Implementation detail of Pipeline
=================================
This note is a memorandum of the design trade offs and their consequences encountered
during the development of the :py:class:`spdl.pipeline.Pipeline`.
Simply put, the data processing pipeline is an async functions executed in a background thread,
and the foreground fetches the processed data from the sink.

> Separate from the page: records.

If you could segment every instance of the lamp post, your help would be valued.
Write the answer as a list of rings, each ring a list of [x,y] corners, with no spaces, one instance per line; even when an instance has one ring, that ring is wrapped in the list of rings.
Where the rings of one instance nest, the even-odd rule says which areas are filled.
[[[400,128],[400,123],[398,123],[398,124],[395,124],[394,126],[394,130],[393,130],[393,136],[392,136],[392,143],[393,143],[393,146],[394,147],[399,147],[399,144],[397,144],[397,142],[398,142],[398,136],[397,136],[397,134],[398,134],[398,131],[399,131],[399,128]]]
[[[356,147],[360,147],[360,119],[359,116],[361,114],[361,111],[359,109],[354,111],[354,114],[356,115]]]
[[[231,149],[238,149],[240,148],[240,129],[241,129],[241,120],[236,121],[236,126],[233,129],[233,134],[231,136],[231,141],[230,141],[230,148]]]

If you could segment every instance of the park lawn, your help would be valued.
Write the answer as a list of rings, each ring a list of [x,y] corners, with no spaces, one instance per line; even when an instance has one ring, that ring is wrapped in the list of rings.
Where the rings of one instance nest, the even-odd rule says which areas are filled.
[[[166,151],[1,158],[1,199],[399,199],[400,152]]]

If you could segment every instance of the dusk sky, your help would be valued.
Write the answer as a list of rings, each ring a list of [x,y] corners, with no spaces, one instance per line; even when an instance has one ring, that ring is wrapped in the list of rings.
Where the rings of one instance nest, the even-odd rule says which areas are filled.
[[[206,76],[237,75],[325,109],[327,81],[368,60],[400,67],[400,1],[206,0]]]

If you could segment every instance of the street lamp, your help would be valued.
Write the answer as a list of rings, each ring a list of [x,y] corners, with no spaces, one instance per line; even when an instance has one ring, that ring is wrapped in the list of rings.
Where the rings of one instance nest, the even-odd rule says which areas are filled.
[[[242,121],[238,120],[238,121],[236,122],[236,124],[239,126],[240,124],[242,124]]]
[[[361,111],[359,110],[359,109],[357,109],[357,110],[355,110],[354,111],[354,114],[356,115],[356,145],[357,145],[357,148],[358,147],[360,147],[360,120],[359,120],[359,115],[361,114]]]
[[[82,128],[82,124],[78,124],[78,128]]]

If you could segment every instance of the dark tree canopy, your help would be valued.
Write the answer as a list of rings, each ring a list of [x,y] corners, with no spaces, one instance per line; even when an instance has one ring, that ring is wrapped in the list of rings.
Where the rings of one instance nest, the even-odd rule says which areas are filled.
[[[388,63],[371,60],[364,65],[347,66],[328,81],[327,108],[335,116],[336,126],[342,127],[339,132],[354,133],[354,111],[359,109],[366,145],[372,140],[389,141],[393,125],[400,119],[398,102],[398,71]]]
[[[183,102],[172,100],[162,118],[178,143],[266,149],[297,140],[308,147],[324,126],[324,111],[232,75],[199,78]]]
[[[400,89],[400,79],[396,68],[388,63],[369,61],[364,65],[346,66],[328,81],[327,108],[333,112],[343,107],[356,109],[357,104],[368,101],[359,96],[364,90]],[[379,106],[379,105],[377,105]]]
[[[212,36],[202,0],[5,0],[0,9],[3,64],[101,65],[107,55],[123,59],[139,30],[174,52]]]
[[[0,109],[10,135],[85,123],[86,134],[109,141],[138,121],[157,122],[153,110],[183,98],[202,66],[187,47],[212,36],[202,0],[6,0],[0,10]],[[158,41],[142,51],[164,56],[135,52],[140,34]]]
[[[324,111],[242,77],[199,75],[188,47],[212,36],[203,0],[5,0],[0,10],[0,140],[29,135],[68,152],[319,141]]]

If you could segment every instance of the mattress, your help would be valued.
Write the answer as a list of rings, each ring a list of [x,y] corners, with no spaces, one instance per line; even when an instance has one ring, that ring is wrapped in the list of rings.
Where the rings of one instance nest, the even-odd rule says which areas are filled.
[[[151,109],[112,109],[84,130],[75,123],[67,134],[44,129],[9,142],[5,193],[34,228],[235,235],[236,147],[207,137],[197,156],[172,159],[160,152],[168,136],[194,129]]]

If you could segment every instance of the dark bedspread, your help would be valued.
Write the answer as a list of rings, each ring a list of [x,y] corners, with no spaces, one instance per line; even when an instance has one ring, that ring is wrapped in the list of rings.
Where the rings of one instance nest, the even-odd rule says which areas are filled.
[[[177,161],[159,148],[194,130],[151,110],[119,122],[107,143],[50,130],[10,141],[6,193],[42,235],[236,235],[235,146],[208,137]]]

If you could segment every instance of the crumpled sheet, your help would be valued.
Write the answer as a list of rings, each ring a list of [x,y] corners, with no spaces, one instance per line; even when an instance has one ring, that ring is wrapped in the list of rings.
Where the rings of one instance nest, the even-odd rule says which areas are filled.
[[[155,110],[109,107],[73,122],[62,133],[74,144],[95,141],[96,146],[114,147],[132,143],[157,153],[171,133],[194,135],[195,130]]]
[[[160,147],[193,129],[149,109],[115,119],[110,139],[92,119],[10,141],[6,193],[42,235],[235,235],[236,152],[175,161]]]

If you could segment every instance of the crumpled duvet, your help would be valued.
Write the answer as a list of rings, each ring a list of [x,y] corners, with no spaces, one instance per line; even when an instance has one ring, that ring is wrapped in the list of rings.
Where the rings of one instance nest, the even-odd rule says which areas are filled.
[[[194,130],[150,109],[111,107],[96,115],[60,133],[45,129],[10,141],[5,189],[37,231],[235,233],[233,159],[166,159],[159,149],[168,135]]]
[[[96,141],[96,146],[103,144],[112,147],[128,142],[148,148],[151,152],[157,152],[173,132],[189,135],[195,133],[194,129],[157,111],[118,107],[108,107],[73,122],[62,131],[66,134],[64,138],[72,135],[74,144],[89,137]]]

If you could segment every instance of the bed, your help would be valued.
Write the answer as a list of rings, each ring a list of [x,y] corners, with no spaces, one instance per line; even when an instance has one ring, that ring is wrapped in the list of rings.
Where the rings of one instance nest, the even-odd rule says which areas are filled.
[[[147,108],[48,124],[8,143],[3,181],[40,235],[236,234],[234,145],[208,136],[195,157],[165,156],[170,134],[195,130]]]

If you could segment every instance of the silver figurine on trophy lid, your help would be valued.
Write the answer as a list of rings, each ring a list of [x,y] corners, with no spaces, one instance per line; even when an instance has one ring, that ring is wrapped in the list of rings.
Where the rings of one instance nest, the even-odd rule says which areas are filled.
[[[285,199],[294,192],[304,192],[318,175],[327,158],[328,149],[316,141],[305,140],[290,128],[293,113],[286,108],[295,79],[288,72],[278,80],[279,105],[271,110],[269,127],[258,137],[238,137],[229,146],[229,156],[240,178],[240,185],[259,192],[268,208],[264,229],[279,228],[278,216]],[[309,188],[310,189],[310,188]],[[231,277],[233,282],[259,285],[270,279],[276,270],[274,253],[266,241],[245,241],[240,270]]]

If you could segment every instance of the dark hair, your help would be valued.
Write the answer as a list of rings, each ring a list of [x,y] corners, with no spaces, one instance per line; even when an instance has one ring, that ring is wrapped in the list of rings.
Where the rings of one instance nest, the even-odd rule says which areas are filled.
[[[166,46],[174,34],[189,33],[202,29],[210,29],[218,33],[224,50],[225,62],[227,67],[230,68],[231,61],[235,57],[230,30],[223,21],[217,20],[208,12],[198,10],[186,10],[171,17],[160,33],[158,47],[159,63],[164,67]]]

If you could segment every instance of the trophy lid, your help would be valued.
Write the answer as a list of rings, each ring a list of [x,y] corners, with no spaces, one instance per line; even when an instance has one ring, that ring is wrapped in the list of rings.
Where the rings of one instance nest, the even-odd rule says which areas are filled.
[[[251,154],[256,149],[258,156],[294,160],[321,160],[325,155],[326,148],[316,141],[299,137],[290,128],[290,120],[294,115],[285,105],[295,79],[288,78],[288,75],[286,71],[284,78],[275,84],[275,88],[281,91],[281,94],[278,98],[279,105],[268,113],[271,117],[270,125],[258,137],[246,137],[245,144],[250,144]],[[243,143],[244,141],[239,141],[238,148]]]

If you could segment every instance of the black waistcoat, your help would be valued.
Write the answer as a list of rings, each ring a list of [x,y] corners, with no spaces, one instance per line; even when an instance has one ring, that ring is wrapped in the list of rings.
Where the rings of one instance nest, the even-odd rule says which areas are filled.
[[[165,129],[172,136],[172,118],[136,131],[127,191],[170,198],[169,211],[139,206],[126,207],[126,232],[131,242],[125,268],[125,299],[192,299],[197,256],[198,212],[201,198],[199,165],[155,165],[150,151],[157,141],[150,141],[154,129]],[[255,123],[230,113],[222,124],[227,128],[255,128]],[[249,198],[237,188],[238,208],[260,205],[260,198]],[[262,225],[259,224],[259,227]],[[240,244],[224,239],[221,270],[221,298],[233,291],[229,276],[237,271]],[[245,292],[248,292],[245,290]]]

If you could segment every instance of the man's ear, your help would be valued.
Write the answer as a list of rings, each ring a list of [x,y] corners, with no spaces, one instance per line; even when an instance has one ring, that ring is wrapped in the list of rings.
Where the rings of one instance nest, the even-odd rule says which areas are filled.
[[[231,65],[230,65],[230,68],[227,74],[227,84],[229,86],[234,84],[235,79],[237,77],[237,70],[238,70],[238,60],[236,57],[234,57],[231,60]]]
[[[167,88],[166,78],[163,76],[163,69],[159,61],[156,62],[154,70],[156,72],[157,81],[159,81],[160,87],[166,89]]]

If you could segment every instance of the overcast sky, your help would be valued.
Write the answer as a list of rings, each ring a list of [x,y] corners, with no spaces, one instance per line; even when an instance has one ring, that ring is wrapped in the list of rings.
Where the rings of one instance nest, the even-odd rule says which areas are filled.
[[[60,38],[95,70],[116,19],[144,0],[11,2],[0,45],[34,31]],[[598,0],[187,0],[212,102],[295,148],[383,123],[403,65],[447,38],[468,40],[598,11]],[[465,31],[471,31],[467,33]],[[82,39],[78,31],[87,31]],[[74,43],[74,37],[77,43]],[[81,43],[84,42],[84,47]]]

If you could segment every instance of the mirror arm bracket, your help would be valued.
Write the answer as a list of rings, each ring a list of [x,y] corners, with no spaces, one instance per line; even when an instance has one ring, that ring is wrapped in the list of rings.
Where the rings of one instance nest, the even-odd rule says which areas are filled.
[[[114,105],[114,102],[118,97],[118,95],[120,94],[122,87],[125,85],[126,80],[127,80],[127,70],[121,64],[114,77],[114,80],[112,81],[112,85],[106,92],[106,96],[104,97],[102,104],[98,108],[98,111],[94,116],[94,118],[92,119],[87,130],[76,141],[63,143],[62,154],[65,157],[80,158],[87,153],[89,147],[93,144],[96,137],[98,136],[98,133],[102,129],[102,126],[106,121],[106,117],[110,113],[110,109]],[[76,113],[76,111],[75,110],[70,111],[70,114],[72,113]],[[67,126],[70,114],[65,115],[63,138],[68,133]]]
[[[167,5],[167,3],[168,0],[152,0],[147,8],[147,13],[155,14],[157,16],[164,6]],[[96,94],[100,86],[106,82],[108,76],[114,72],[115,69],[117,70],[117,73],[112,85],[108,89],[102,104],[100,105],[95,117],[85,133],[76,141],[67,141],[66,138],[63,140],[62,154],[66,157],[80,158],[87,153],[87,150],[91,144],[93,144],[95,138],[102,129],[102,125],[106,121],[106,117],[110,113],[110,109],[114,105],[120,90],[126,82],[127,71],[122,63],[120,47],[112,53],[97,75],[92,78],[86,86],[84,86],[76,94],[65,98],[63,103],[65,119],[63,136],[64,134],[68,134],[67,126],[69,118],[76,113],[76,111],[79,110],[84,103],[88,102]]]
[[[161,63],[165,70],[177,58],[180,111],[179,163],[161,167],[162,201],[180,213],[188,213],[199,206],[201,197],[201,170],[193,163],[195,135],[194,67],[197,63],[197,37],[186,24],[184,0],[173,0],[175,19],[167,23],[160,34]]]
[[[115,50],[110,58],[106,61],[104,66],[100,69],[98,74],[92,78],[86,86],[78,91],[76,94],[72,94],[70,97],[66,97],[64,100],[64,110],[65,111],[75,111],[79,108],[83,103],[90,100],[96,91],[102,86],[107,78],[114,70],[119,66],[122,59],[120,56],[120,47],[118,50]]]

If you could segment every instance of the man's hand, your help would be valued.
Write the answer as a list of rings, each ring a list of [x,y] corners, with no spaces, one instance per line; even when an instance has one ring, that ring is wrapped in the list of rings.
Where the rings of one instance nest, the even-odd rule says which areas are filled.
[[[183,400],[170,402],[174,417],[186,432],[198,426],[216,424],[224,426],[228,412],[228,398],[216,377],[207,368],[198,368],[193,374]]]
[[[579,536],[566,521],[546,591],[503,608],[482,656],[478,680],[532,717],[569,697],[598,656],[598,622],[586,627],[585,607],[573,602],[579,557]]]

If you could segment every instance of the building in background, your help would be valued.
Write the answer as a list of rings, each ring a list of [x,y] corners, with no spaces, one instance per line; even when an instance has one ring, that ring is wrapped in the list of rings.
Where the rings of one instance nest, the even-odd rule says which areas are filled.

When implementing foreground/background components, it turned out that a subtle design choice in
one part constraints the design choices of other parts of the system,
and there are multiple constraints that must be met at the same time.
Architecture Overview
---------------------
The following diagram illustrates the key components of the Pipeline and their interactions:
.. mermaid::
graph TB
subgraph FG["Foreground Thread"]
Client[Client Code]
end
subgraph BG["Background Thread"]
EL[Event Loop]
subgraph Pipeline["Pipeline"]
Source[Source Stage]
SQ1(Queue)
Stage1[Processing Stage 1]
SQ2(Queue)
Stage2[Processing Stage 2]
SQ3(Queue)
Sink[Sink Stage]
SinkQ(Sink Queue)
Source -->|data| SQ1
SQ1 --> Stage1
Stage1 -->|data| SQ2
SQ2 --> Stage2
Stage2 -->|data| SQ3
SQ3 --> Sink
Sink -->|data| SinkQ
end
end
subgraph TP["Thread Pool"]
TPQ(Queue)
Thread1["Thread 1
(Task 1)"]
Thread2["Thread 2
(Task 2)"]
Thread3["Thread 3
(Task 3)"]
ThreadN["Thread N
(Task N)"]
TPQ --> Thread1
TPQ --> Thread2
TPQ --> Thread3
TPQ --> ThreadN
end
Client -.->|request data from sink queue| EL
EL -.->|return data| Client
Source -.->|delegate task| TPQ
Stage1 -.->|delegate task| TPQ
Stage2 -.->|delegate task| TPQ
Sink -.->|delegate task| TPQ
EL -->|manages| Pipeline
EL -->|controls| TP
style FG fill:#e1f5ff
style BG fill:#fff4e1
style Pipeline fill:#f0f0f0
style TP fill:#d4edda
style Client fill:#4a90e2
style EL fill:#e67e22
style SinkQ fill:#e74c3c
style TPQ fill:#ffd700
The diagram shows:
- **Foreground Thread**: Contains the client code that requests data from the Pipeline
- **Background Thread**: Hosts the event loop and executes the Pipeline
- **Event Loop**: Manages the Pipeline execution and controls the thread pool
- **Thread Pool**: Executes tasks delegated from each Pipeline stage
- **Pipeline**: Consists of multiple stages (Source, Processing Stages, Sink) connected by queues
- **Tasks**: Multiple tasks (Task 1, Task 2, Task 3, ... Task N) executed by the thread pool for each stage
- **Data Flow** (solid arrows): Data flows through the Pipeline from Source → Processing Stages → Sink → Sink Queue
- **Task Delegation** (dashed arrows): Each Pipeline stage delegates tasks to the thread pool for execution
- **Data Request** (dashed arrows): Foreground thread requests data from the Sink Queue
Async IO
--------
The Pipeline is composed of async functions for the following reasons:
1. **Orchestration Requirements**: Building a pipeline with different concurrency levels and
flexible structure requires an orchestrator to schedule tasks.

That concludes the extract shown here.